Les sujets obèses ont-ils un comportement alimentaire « troublé » ? - Crédit photo : www.carevox.fr Comment définir un comportement alimentaire « troublé » ? En l’absence d’une « norme » universelle non arbitraire et non culturellement déterminée, on appellera « troublé » un ensemble de conduites alimentaires qui s’écarte du comportement moyen d’une population donnée à un moment donné.

Il est admis que la prise de poids résulte d’un bilan d’énergie positif, les calories ingérées dépassant les dépenses. Même en phase dynamique ascendante, de nombreux sujets ont un comportement alimentaire peu différent de celui de sujets stables parce qu’un minime excès calorique quotidien (relativement aux dépenses) peut suffire chez ceux qui ont, constitutionnellement ou non, des dépenses énergétiques réduites ou des rendements métaboliques trop « favorables ».

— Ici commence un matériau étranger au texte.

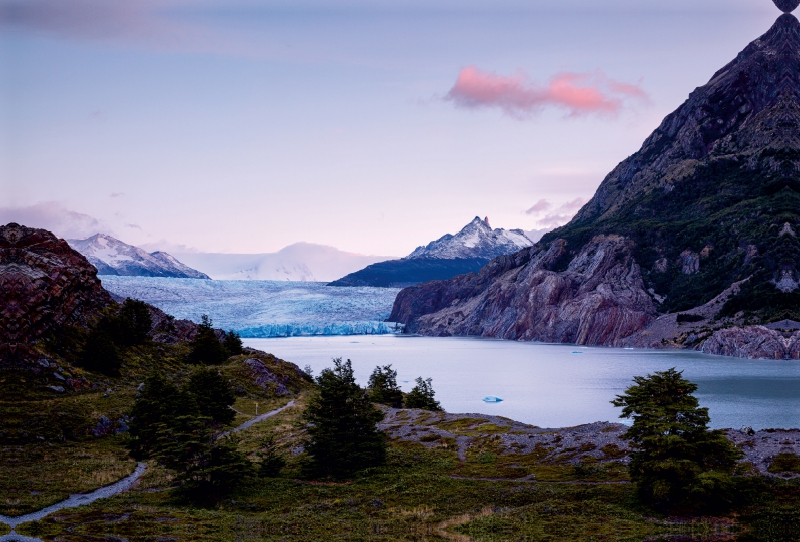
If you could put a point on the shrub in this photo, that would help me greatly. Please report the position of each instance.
(422, 396)
(683, 317)
(271, 461)
(206, 348)
(100, 354)
(208, 469)
(214, 395)
(383, 387)
(233, 343)
(676, 459)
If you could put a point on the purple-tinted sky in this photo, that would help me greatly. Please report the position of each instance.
(373, 126)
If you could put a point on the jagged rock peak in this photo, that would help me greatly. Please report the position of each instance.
(113, 257)
(475, 240)
(787, 6)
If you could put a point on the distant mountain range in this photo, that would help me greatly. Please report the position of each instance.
(465, 252)
(113, 257)
(693, 241)
(304, 262)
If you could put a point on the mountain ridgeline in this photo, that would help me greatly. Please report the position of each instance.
(703, 218)
(450, 255)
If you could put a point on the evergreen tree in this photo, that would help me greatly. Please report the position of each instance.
(422, 396)
(208, 469)
(156, 402)
(383, 387)
(214, 395)
(233, 343)
(132, 324)
(677, 460)
(271, 461)
(341, 422)
(100, 354)
(206, 348)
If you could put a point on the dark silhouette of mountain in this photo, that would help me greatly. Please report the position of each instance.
(710, 201)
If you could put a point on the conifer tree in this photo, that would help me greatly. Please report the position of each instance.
(233, 343)
(206, 348)
(341, 421)
(383, 387)
(422, 395)
(677, 460)
(214, 395)
(271, 461)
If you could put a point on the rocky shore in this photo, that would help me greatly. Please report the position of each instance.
(591, 443)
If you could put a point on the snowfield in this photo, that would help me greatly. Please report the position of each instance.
(265, 308)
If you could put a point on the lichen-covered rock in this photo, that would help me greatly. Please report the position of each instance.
(598, 300)
(44, 285)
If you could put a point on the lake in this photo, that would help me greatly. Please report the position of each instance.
(553, 385)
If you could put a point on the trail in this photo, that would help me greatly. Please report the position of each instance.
(259, 418)
(534, 481)
(78, 499)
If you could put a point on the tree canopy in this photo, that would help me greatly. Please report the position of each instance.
(341, 422)
(677, 459)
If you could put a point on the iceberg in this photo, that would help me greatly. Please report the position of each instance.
(266, 308)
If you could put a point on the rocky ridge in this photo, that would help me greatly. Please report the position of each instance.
(44, 285)
(113, 257)
(599, 298)
(690, 242)
(449, 256)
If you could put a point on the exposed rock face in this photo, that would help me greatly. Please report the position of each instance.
(598, 300)
(44, 285)
(754, 342)
(113, 257)
(709, 202)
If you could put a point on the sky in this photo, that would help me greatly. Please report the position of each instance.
(375, 126)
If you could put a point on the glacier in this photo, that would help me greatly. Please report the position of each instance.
(266, 308)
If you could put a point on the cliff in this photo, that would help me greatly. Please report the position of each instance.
(710, 201)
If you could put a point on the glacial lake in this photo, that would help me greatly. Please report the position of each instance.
(554, 385)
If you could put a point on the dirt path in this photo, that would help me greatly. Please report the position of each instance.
(534, 481)
(441, 527)
(78, 499)
(256, 419)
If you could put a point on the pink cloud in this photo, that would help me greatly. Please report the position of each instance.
(538, 207)
(559, 216)
(577, 93)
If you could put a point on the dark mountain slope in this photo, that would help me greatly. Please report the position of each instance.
(711, 198)
(449, 256)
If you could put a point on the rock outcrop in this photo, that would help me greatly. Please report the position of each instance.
(754, 342)
(598, 299)
(709, 202)
(44, 285)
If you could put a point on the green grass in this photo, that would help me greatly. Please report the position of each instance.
(422, 493)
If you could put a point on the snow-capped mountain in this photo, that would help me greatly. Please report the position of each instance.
(300, 262)
(465, 252)
(475, 240)
(113, 257)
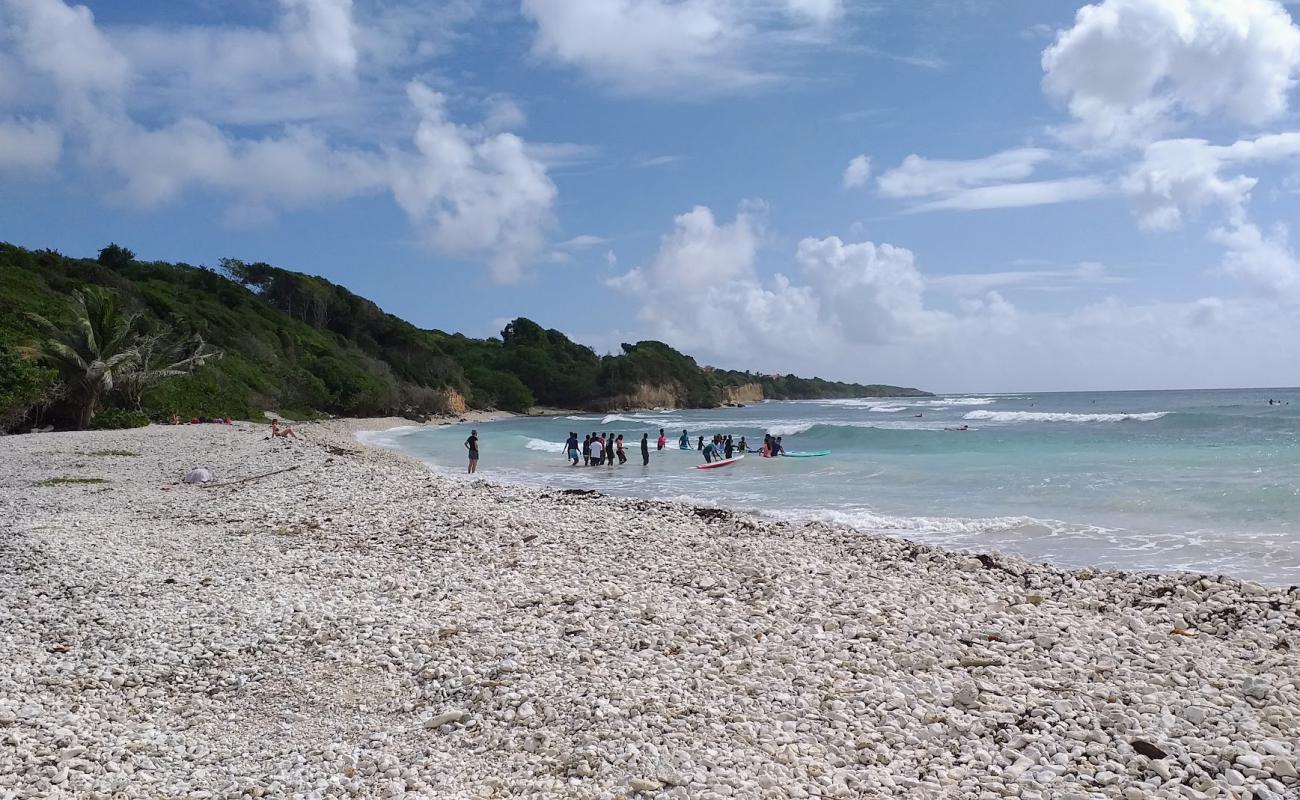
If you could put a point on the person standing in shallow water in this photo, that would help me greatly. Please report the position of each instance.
(472, 445)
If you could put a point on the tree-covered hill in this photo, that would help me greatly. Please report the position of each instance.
(303, 345)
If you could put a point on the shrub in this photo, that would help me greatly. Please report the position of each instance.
(117, 419)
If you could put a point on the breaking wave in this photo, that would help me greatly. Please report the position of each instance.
(1043, 416)
(544, 445)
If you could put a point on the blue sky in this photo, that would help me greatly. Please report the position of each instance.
(962, 195)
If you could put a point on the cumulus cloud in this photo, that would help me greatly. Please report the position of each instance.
(844, 294)
(1130, 69)
(857, 173)
(321, 34)
(1262, 259)
(27, 145)
(697, 47)
(1181, 176)
(469, 190)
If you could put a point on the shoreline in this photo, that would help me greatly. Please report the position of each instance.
(358, 625)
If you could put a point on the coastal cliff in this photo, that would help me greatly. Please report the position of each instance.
(310, 347)
(745, 393)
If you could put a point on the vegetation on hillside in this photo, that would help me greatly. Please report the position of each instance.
(304, 346)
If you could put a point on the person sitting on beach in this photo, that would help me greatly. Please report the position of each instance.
(472, 445)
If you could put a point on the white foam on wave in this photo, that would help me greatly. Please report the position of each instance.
(791, 428)
(544, 445)
(1048, 416)
(947, 402)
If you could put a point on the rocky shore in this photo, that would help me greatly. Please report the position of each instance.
(354, 626)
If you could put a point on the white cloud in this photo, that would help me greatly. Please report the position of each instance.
(696, 47)
(1087, 273)
(1264, 260)
(857, 173)
(469, 190)
(918, 176)
(1019, 195)
(27, 145)
(852, 294)
(817, 11)
(321, 34)
(1181, 176)
(1129, 69)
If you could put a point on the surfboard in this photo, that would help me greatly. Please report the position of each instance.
(724, 462)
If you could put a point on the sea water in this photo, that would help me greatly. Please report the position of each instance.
(1201, 481)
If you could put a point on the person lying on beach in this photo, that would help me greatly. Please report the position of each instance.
(277, 432)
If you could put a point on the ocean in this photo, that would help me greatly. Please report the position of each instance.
(1200, 481)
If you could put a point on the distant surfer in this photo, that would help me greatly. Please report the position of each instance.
(472, 445)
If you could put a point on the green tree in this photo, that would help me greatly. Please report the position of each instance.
(161, 355)
(90, 351)
(115, 256)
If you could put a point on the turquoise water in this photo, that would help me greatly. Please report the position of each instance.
(1205, 481)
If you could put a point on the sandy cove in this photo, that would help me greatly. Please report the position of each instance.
(358, 626)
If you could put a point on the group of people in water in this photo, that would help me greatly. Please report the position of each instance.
(602, 449)
(606, 449)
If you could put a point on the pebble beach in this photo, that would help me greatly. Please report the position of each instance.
(352, 625)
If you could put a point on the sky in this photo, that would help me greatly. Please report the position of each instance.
(960, 195)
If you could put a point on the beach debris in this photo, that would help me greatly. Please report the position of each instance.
(198, 475)
(1145, 748)
(189, 648)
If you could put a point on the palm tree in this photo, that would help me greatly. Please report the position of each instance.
(90, 351)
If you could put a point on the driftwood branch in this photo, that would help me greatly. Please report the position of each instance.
(243, 480)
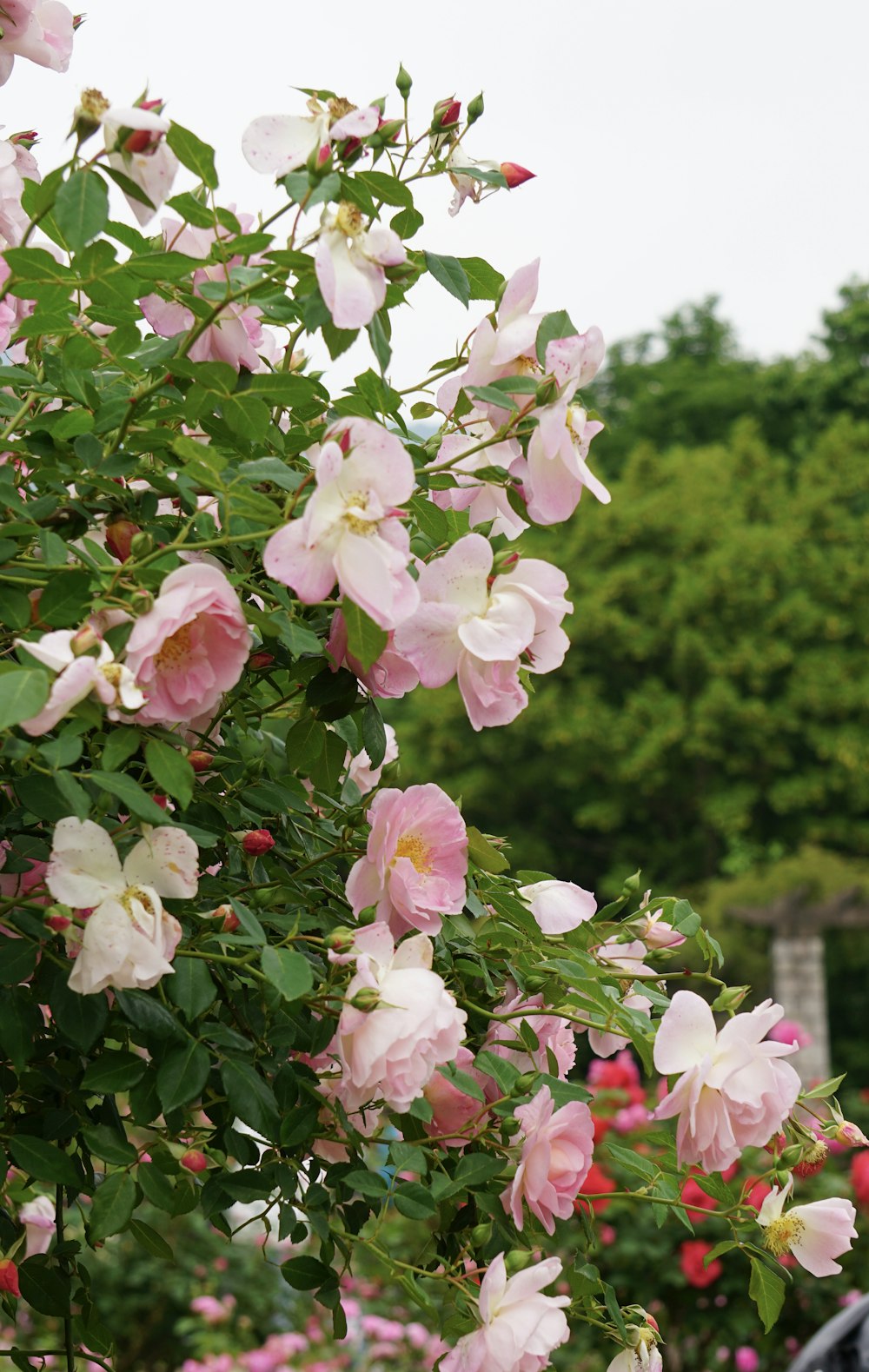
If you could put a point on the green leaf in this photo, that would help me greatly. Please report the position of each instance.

Si la prise de poids intervient, on évoquera un « défaut » des systèmes homéostatiques de la régulation des réserves, bien que ceux-ci semblent réagir de façon physiologiquement normale dans une situation d’abondance (la stabilité pondérale n’étant pas une « finalité biologique » précisément régulée, certainement moins dans le sens de l’excès que dans celui de déficit, plus délétère à court terme).

Lors de la phase statique de l’obésité, l’équilibre énergétique est assuré ; le comportement alimentaire sera jugé « normal » même si l’ingéré calorique est supérieur puisqu’il répond à une dépense qui a augmenté.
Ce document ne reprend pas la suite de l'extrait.